【學習筆記】使用Tensorflow版ICNet訓練自己的數據集

所用ICNet版本：hellochick-Github，star 286

目前想在Tensorflow框架下使用ICNet訓練自己的數據集，發現語義分割方面好像Tensorflow框架下的“官方”代碼很少，都是大牛按照原作者的論文結合原作者在caffe框架下的代碼復現的……本篇博客使用的代碼也不例外，是臺灣省的國立清華大學的一名碩士生寫的……膜拜。

這篇博客記錄一下如何不使用預訓練的權重訓練自己的數據集（因爲權重文件都要從Google driver上下載……emmm，牆好高啊）。

P.S. 看到其他博客有說這個作者的代碼變化很大，我使用的是新版的代碼（沒有tool.py）

1.準備數據集

以我使用的數據集舉例，假設我們已經完成了數據集的標註工作（使用lableme標註），我的數據集文件夾爲：LMC_2433_DATASET，是一個關於變電站環境道路的自制數據集，總共包含2433張圖片以及對應的label。

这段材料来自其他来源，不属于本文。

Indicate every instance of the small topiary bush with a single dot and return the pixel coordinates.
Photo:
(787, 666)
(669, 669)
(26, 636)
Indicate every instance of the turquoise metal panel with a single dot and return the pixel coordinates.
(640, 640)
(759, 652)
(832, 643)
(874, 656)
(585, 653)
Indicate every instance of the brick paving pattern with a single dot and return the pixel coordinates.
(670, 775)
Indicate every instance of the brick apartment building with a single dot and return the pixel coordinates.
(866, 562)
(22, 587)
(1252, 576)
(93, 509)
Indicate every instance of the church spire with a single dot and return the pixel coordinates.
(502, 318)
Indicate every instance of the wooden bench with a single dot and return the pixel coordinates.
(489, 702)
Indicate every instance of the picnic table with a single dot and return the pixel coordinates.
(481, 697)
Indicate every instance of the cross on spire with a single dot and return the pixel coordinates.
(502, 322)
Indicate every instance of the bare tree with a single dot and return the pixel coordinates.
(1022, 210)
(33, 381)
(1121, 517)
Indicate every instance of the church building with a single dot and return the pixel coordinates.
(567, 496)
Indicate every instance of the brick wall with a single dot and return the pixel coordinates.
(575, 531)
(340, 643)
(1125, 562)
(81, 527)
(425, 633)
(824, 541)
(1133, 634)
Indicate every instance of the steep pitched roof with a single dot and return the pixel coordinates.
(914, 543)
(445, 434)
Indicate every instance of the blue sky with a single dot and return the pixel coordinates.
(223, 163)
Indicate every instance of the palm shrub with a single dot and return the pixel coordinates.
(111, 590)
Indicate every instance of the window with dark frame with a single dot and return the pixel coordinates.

將圖片隨機分爲三個部分，分別是train、val（可選）、test部分，三部分沒有交叉。個人建議train劃分的圖片多一些，我的比例是：1569，0，864。隨後將對應的標籤文件（8bit灰度圖）分別放在對應的annot文件夾下。然後準備對應的txt文件，txt文件的寫法是：

原圖地址 標籤地址
原圖地址 標籤地址
原圖地址 標籤地址
...

每一行對應一對原圖和label地址，地址使用絕對地址，中間用空格分割開。至此，數據集準備完畢。

2.修改源碼&訓練

因爲無法下載預訓練的權重文件，我只好挨個修改代碼，做到在沒有預訓練權重的情況下進行訓練。

針對train.py文件：

"""
This code is based on DrSleep's framework: https://github.com/DrSleep/tensorflow-deeplab-resnet 
"""
import argparse
import os
import sys
import time

import tensorflow as tf
import numpy as np

from model import ICNet_BN
from utils.config import Config
from utils.visualize import decode_labels
from utils.image_reader import ImageReader, prepare_label

def get_arguments():
    parser = argparse.ArgumentParser(description="Reproduced ICNet")
    
    parser.add_argument("--random-mirror", action="store_true",
                        help="Whether to randomly mirror the inputs during the training.")
    parser.add_argument("--random-scale", action="store_true",
                        help="Whether to randomly scale the inputs during the training.")
    parser.add_argument("--update-mean-var", action="store_true",
                        help="whether to get update_op from tf.Graphic_Keys")
    parser.add_argument("--train-beta-gamma", action="store_true",
                        help="whether to train beta & gamma in bn layer")
    parser.add_argument("--dataset", required=True,
                        help="Which dataset to trained with",
                        choices=['cityscapes', 'ade20k', 'others'])
    parser.add_argument("--filter-scale", type=int, default=2,
                        help="1 for using pruned model, while 2 for using non-pruned model.",
                        choices=[1, 2])
    return parser.parse_args()

def get_mask(gt, num_classes, ignore_label):
    less_equal_class = tf.less_equal(gt, num_classes-1)
    not_equal_ignore = tf.not_equal(gt, ignore_label)
    mask = tf.logical_and(less_equal_class, not_equal_ignore)
    indices = tf.squeeze(tf.where(mask), 1)

    return indices

def create_loss(output, label, num_classes, ignore_label):
    raw_pred = tf.reshape(output, [-1, num_classes])
    label = prepare_label(label, tf.stack(output.get_shape()[1:3]), num_classes=num_classes, one_hot=False)
    label = tf.reshape(label, [-1,])

    indices = get_mask(label, num_classes, ignore_label)
    gt = tf.cast(tf.gather(label, indices), tf.int32)
    pred = tf.gather(raw_pred, indices)

    loss = tf.nn.sparse_softmax_cross_entropy_with_logits(logits=pred, labels=gt)
    reduced_loss = tf.reduce_mean(loss)

    return reduced_loss

def create_losses(net, label, cfg):
    # Get output from different branches
    sub4_out = net.layers['sub4_out']
    sub24_out = net.layers['sub24_out']
    sub124_out = net.layers['conv6_cls']

    loss_sub4 = create_loss(sub4_out, label, cfg.param['num_classes'], cfg.param['ignore_label'])
    loss_sub24 = create_loss(sub24_out, label, cfg.param['num_classes'], cfg.param['ignore_label'])
    loss_sub124 = create_loss(sub124_out, label, cfg.param['num_classes'], cfg.param['ignore_label'])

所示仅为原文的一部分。